Explainable Siamese Network-Based Detection
of DeepFake Impersonation Attacks using
Biometrics
Siamese networks have emerged as a crucial tool in the field of machine learning,
particularly for tasks that involve comparing pairs of inputs. This study investigates
the implementation of Siamese networks using pairs of biometric data,
such as fingerprints, keystroke dynamics, and photoplethysmograms, instead of
conventional image pairs. The primary objective is to enhance biometric authentication
systems by leveraging the unique characteristics inherent in biometric
modalities. In this approach, we construct positive pairs (samples from the same
individual) and negative pairs (samples from different individuals) to train the
Siamese network. Each pair is processed through binary sub-networks that share
weights, allowing the model to learn discriminative features that capture subtle
differences in individual biometric traits.
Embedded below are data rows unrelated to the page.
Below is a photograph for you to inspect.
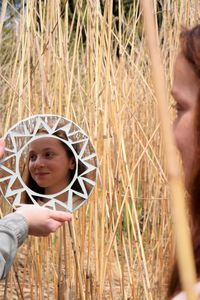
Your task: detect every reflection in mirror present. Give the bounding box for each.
[0,115,97,212]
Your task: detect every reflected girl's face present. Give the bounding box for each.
[29,137,75,194]
[172,53,199,187]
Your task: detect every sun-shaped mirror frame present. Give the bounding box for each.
[0,114,98,212]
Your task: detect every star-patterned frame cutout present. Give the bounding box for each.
[0,115,98,212]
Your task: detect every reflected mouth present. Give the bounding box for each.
[35,173,50,176]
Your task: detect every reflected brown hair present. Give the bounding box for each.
[167,25,200,299]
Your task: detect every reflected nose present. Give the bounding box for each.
[34,156,45,168]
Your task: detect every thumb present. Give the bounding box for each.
[50,210,72,222]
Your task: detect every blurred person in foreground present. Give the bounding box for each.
[0,139,71,279]
[168,25,200,300]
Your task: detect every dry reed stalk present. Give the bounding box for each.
[142,1,196,300]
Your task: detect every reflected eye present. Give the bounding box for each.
[45,151,55,159]
[172,102,184,117]
[29,154,37,161]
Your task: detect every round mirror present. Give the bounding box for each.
[0,115,98,212]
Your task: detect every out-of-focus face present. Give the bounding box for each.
[172,53,199,188]
[29,137,75,194]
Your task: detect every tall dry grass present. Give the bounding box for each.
[0,0,198,300]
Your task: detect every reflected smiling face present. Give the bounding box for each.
[29,137,75,194]
[172,53,199,187]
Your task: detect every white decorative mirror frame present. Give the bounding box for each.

To further enhance our understanding
of the model’s decision-making process, we will employ Explainable Artificial
Intelligence (XAI) tools to elucidate the judgments made by the model.Our
experiments demonstrate that this system significantly improves authentication
sensitivity, reducing both false acceptance rates (FAR) and false rejection rates
(FRR) compared to traditional methods. Additionally, we explore the impact
of various biometric modalities on the performance of the Siamese network and
investigate different architectures to optimize feature extraction. The results indicate
that utilizing biometric pairs not only enhances verification accuracy but
also increases the robustness of systems against spoofing attacks. This research
contributes to advancing secure and effective biometric verification systems, making
them more suitable for modern applications in security-sensitive environments
while providing transparency through XAI tools to explain model decisions.